Sullivan admits to cheating to help his team of lovable losers win and save face for Mike who he believes isn't scary. When Mike finds out, he breaks into the door testing laboratory to prove to himself that he is indeed scary. However, he quickly learns that he does not in fact scare the kids in the cabin. Crushed, Mike goes to the nearby lake and wallows in self-pity. Everything he's dreamed about and worked for has been for naught - he's failed to be scary, what society tells them is the only thing monsters should be. In the end Mike accepts this and along with Sully works his way from the mailroom at Monsters Inc. to the scare floor where we find him and Sully in Monsters, Inc.
While this journey from the mailroom to success supports the "work hard and you can accomplish anything" mentality of our generations, it also addresses the fact that Mike isn't ultimately meeting his initial goal. He acknowledges his failure and grows past that. No other examples come to mind of children movies in which a character or character fail and are okay with it, at least not in the end. This is what the critics missed. Pixar has chosen to tell a story about children (monsters) who grew up and realized that they cannot achieve their dreams, that their dreams are out of reach and totally unattainable. This bold lesson is actually a fantastic one for kids who watch this film.

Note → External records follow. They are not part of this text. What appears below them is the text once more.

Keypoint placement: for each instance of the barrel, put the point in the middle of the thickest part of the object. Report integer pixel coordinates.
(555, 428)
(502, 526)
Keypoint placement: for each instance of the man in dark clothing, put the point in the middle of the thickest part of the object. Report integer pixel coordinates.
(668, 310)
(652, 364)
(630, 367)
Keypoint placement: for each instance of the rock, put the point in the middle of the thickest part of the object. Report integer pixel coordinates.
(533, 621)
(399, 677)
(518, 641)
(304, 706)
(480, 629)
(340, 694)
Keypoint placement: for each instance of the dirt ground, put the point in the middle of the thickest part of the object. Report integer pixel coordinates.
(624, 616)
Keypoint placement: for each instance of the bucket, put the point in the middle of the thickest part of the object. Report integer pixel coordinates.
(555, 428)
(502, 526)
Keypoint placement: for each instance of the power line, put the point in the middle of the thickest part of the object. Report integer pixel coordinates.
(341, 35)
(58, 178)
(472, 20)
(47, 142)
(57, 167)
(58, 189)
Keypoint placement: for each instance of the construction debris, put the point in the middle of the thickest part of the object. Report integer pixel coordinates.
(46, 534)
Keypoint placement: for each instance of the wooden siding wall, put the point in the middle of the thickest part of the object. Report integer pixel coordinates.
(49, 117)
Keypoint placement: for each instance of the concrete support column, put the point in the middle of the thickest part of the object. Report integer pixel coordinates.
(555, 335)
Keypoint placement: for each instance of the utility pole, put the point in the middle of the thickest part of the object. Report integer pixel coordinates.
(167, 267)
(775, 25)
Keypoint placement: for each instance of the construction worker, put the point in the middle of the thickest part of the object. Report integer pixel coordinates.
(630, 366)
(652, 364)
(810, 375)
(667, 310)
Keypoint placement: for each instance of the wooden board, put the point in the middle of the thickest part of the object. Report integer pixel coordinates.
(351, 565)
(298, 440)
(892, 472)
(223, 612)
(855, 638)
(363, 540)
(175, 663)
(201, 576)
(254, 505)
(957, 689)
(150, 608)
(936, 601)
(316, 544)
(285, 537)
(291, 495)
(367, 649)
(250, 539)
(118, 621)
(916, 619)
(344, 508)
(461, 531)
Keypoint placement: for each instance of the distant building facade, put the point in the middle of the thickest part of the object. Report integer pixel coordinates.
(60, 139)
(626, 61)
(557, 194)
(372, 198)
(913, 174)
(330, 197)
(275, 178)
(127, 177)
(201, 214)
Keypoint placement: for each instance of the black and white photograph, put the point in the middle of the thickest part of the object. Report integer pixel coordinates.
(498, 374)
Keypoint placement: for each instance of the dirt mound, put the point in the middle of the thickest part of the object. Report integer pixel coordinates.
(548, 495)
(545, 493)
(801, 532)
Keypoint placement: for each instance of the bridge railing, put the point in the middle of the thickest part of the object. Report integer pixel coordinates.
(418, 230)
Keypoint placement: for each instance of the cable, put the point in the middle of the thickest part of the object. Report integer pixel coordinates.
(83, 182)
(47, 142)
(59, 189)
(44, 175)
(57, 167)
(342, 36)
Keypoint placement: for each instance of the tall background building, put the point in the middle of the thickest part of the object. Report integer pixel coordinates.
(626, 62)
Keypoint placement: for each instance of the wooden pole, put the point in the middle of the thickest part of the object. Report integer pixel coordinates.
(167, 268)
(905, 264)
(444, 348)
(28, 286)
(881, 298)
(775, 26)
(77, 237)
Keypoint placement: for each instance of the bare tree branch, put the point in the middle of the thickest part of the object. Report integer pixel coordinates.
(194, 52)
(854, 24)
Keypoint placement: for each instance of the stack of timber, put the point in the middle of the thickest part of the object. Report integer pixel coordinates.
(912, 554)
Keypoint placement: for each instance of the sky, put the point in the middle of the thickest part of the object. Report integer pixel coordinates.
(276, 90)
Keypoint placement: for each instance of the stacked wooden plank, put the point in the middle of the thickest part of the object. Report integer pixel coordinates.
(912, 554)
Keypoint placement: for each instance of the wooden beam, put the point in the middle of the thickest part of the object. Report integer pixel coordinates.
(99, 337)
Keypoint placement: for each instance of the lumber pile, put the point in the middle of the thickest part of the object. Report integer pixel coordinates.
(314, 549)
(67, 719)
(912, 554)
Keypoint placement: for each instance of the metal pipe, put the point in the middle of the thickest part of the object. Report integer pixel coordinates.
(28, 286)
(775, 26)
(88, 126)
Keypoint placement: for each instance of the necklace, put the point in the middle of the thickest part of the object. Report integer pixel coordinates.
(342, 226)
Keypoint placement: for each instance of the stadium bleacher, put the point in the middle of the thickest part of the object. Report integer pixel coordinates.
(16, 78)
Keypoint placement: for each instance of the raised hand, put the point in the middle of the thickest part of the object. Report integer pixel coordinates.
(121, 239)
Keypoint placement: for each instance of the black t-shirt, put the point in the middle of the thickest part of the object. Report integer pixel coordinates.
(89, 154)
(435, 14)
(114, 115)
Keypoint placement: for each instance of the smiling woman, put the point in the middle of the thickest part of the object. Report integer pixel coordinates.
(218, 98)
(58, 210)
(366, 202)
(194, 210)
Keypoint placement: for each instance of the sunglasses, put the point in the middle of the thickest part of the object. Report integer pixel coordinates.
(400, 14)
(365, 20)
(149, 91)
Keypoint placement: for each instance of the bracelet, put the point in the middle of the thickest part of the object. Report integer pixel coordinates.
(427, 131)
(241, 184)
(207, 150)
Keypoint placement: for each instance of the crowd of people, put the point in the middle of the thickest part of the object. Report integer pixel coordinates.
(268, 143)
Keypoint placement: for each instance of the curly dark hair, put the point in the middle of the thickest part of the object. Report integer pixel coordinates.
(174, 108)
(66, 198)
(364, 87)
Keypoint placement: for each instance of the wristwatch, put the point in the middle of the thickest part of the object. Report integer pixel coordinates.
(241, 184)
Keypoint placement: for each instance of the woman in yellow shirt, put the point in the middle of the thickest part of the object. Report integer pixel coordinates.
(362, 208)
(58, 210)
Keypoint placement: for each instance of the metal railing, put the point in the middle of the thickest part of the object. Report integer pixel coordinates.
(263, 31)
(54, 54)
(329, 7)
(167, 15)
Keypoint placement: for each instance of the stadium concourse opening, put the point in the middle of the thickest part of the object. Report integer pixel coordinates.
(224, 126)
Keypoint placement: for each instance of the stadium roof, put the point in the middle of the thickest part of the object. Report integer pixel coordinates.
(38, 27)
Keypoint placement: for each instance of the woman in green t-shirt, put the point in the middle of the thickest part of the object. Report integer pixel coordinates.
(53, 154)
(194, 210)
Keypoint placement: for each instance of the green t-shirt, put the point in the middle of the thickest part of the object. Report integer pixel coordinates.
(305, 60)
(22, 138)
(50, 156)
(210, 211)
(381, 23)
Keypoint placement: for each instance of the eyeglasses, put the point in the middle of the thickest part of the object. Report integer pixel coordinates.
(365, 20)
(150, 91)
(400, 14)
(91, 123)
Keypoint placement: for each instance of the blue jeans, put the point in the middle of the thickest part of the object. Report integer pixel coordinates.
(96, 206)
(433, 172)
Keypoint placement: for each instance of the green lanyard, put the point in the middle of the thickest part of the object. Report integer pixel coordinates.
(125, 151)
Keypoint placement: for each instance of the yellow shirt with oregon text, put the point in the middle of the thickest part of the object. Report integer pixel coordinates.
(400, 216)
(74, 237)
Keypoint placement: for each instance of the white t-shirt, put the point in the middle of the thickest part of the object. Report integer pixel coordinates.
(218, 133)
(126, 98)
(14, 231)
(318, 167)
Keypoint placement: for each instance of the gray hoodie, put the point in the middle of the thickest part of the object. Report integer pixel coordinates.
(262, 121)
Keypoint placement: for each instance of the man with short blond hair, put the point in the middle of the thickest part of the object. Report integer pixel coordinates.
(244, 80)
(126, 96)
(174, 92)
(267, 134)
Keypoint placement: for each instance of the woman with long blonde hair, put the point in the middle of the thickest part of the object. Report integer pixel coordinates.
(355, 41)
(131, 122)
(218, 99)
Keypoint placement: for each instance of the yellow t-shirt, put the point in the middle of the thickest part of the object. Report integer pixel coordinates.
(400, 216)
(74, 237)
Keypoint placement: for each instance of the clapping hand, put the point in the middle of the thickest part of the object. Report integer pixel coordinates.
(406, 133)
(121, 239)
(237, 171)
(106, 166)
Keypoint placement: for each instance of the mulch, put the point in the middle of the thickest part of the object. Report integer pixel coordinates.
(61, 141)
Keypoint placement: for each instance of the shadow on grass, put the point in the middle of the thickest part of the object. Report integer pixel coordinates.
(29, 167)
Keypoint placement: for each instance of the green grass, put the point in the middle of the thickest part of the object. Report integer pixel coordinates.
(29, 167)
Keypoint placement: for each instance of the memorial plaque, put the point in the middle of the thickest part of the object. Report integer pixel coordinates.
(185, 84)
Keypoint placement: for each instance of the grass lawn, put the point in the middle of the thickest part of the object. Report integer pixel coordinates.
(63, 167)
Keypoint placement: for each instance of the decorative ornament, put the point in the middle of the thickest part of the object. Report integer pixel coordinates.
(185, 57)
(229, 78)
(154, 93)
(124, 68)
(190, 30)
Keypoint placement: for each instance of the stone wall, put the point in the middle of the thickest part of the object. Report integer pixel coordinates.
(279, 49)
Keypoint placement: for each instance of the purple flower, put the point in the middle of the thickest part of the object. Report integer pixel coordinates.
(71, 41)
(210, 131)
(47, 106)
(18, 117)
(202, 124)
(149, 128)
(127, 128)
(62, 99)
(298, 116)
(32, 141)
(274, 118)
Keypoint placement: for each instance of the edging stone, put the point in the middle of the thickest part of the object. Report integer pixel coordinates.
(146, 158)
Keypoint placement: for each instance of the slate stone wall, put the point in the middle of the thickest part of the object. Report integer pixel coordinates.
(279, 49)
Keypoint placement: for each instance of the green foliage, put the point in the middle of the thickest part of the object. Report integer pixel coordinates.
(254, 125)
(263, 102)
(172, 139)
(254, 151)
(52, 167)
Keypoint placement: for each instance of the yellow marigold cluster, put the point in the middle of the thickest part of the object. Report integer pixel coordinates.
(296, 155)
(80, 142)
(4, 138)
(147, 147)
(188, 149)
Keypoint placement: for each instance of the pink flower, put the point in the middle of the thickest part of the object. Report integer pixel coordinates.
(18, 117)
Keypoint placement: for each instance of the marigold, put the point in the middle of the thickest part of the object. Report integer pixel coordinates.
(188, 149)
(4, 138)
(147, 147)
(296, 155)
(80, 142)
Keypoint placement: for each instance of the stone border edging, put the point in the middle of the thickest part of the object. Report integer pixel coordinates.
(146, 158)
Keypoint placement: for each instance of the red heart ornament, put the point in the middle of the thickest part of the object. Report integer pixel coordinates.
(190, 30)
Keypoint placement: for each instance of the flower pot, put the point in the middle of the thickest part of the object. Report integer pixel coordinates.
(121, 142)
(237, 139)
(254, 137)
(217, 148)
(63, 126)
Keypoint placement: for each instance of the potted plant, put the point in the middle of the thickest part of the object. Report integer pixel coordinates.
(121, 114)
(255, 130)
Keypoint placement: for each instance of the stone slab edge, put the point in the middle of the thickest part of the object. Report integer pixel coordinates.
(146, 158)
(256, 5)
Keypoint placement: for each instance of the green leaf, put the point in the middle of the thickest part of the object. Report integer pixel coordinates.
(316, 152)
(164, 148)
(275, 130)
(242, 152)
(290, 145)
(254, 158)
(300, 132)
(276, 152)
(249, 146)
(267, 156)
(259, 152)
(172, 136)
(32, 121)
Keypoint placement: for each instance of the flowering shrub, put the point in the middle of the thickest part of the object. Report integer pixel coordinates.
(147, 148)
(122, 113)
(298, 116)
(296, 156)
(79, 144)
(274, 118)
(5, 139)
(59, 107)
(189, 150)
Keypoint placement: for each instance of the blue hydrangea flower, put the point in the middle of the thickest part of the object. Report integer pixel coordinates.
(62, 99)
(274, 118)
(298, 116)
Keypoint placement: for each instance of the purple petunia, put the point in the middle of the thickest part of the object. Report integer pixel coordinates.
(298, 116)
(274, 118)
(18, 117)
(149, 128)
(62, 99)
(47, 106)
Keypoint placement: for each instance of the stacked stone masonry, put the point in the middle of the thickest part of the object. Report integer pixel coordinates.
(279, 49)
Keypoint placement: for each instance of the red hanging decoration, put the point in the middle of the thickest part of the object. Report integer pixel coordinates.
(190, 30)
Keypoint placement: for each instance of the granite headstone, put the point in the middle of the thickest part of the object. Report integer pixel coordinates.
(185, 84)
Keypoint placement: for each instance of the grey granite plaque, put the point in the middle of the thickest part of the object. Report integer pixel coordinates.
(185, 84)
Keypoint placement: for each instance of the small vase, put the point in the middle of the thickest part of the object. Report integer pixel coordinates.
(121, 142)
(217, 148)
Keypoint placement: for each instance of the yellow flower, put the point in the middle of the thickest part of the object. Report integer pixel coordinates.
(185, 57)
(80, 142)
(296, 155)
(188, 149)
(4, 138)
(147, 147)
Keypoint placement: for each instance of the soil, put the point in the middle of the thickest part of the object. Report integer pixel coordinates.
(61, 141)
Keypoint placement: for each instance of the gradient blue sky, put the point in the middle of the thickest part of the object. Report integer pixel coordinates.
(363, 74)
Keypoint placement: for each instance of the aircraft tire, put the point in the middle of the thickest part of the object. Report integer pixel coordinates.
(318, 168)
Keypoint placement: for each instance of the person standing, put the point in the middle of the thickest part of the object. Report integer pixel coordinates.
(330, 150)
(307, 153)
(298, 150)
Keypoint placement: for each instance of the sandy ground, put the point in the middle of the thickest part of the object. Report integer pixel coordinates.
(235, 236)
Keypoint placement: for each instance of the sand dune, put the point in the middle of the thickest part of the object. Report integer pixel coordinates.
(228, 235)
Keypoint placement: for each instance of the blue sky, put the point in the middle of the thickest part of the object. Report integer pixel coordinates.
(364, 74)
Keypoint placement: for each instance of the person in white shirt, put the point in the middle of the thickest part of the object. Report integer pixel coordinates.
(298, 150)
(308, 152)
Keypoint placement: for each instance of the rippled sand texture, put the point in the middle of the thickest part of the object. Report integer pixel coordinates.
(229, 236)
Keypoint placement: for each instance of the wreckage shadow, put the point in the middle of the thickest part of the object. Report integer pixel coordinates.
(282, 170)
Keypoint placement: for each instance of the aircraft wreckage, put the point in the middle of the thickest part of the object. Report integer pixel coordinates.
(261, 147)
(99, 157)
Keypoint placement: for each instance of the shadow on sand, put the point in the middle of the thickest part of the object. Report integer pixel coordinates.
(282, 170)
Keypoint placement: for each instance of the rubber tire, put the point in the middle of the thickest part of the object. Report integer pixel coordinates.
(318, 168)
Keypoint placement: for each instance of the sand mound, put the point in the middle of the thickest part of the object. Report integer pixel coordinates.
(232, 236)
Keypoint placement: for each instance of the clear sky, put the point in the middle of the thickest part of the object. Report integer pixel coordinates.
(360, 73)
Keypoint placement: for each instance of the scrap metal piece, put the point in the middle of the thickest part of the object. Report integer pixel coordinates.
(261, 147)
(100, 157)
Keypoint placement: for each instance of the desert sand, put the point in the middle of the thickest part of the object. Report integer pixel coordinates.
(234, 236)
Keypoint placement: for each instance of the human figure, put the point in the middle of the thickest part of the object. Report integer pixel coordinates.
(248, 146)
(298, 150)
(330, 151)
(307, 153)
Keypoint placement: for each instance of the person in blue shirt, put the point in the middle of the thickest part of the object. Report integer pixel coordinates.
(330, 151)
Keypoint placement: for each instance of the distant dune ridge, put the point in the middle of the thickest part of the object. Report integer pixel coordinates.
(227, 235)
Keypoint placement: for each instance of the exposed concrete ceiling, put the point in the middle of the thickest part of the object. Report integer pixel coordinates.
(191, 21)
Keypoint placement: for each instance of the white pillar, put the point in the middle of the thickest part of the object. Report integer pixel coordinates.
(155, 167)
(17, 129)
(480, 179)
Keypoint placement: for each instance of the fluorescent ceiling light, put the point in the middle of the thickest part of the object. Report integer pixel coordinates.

For some, it's been decades of being taught that it is okay to fail, but that with hard work you can still achieve those dreams. For many that's true, but for some it's just not feasible. MU has managed to tell a story that supports that second statement. Failing isn't bad and realizing that some dreams really are out of reach is also okay. The real lesson is to be comfortable with who you are, what you're truly capable of and utilizing your strengths to better yourself and your community. That's what Mike does, he becomes the coach and teacher. His knowledge of scaring helps Sullivan to eventual massive success. He helps the rest of Oozma Kappa reach their dreams.
It's not a story about settling, it's a story about failing, learning from it and growing from the experience to make yourself and others better. It's a life lesson that we should share with this current and future generations. Yes you can reach your dreams with hard work, but if you can't, that's okay too.